I am trying to write a simple burp extension to capture a HTTP packet, modify it and forward it to the server. I need to do this for some security testing. I started with a code to just print the received packet. Attaching the code below, which i got from various Burp tutorials. I configured Eclipse my proxy to localhost and then ran this code. The code runs fine, Burp opens up correctly and also intercepts the packet but I cant see anything on my IDE console. Please help me out, as I am pretty new to Burp and couldn't understand much from the help available online.
package burp;
public class BurpExtender2 implements IBurpExtender, IHttpListener, IProxyListener
{
private IBurpExtenderCallbacks callbacks;
public void registerExtenderCallbacks(IBurpExtenderCallbacks callbacks)
{
helpers = callbacks.getHelpers();
callbacks.registerHttpListener(this);
}
public void processHttpMessage(int toolFlag, boolean messageIsRequest, IHttpRequestResponse messageInfo)
{
System.out.println(
(messageIsRequest ? "HTTP request to " : "HTTP response from ") +
messageInfo.getHttpService() +
" [" + callbacks.getToolName(toolFlag) + "]");
}
public void processProxyMessage(boolean messageIsRequest, IInterceptedProxyMessage message)
{
System.out.println(message);
}
}
I just want to know how i can get the intercepted packet in my Code and then forward it.
I wonder why you're trying to write a Burp extension to capture packets.
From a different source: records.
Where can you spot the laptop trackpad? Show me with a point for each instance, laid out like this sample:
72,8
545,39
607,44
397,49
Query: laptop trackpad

Wouldn't you use a sniffer for that?
Anyway, thanks to your code, I was able to get myself started writing extensions. Here's what I found with your method processHttpMessage
" [" + callbacks.getToolName(toolFlag) + "]"
Something is buggy here, possibly in the Burp Suite (1.5.16); I couldn't manage to get getToolName to print anything even with a hardcoded int, and it's not possible to put a debugger on Burp, so I gave up.
System.out.println( (messageIsRequest ? "HTTP request to " : "HTTP response from ") + messageInfo.getHttpService());
System.out.println(" [callbacks.getToolName(toolFlag)] = "); System.out.println(callbacks.getToolName(toolFlag));
Anyway, this will print to the console, but you won't see any value for toolFlag.